Kurz nach elf läutete das Telefon, und Dunworthy riß den Hörer wieder an sich, aber es war Mary, die sich entschuldigte, daß sie es nicht zum Weihnachtsessen würde schaffen können. »Wir haben heute vormittag fünf neue Fälle bekommen.«

»Sobald mein Ferngespräch durchgekommen ist, werden wir in die Klinik kommen«, versprach Dunworthy. »Ich warte auf den Anruf eines meiner Techniker. Ich möchte, daß er kommt und die Fixierung liest.«

Mary seufzte. »Haben Sie das mit Gilchrist besprochen?«

»Gilchrist! Er beschäftigt sich schon mit Plänen, Kivrin in die Zeit des Schwarzen Todes zu schicken!«

»Trotzdem meine ich, Sie sollten dies nicht tun, ohne ihn zu unterrichten. Er ist in Basingames Abwesenheit Leiter der Fakultät, und deshalb hat es keinen Sinn, sich ihn zum Gegner zu machen.

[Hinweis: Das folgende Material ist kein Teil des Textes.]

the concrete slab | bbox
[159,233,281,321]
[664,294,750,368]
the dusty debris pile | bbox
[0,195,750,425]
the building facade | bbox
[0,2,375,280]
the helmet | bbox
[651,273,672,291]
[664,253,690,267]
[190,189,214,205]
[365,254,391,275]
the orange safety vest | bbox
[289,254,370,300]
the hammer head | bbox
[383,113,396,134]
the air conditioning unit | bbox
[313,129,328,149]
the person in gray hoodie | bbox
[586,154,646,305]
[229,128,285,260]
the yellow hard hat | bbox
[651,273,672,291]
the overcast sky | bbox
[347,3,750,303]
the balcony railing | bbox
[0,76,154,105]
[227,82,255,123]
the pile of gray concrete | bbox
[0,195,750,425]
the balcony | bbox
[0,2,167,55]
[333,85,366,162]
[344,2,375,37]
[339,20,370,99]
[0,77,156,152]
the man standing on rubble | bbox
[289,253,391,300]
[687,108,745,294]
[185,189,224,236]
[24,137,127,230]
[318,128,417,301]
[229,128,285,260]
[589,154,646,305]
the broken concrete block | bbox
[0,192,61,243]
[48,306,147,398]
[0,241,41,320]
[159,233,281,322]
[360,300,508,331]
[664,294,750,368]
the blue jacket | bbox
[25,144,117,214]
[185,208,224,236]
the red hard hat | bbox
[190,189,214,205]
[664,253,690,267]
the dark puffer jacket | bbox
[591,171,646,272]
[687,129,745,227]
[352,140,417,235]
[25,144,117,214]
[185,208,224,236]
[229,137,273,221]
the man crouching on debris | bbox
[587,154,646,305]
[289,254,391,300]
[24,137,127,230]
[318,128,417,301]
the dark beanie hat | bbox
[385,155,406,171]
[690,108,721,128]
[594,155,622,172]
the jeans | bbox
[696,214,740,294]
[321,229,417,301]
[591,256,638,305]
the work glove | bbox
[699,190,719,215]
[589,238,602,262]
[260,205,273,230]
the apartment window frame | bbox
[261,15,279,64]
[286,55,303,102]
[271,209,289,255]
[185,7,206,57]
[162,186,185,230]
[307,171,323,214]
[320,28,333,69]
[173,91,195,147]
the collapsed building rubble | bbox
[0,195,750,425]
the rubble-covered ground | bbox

Sollte etwas schiefgegangen sein, und Andrews muß die Absetzoperation abbrechen, werden Sie seine Mitwirkung brauchen. Aber wir werden das diskutieren, wenn Sie kommen. Und wenn Sie hier sind, möchte ich Sie impfen.«

»Ich dachte, Sie warteten auf den amerikanischen Impfstoff?«

»Das tat ich, aber ich bin nicht zufrieden mit der Reaktion der Primärfälle auf die von Atlanta empfohlene Behandlung. Einige zeigen eine leichte Besserung, aber Badri geht es womöglich noch schlechter als zuvor. Ich möchte, daß alle Personen mit erhöhtem Infektionsrisiko T-Zellen-Verstärkung bekommen.«

Es wurde Mittag, und Andrews hatte noch immer nicht angerufen. Dunworthy schickte Colin in die Klinik, um sich impfen zu lassen. Er kam mit schmerzlicher Miene zurück.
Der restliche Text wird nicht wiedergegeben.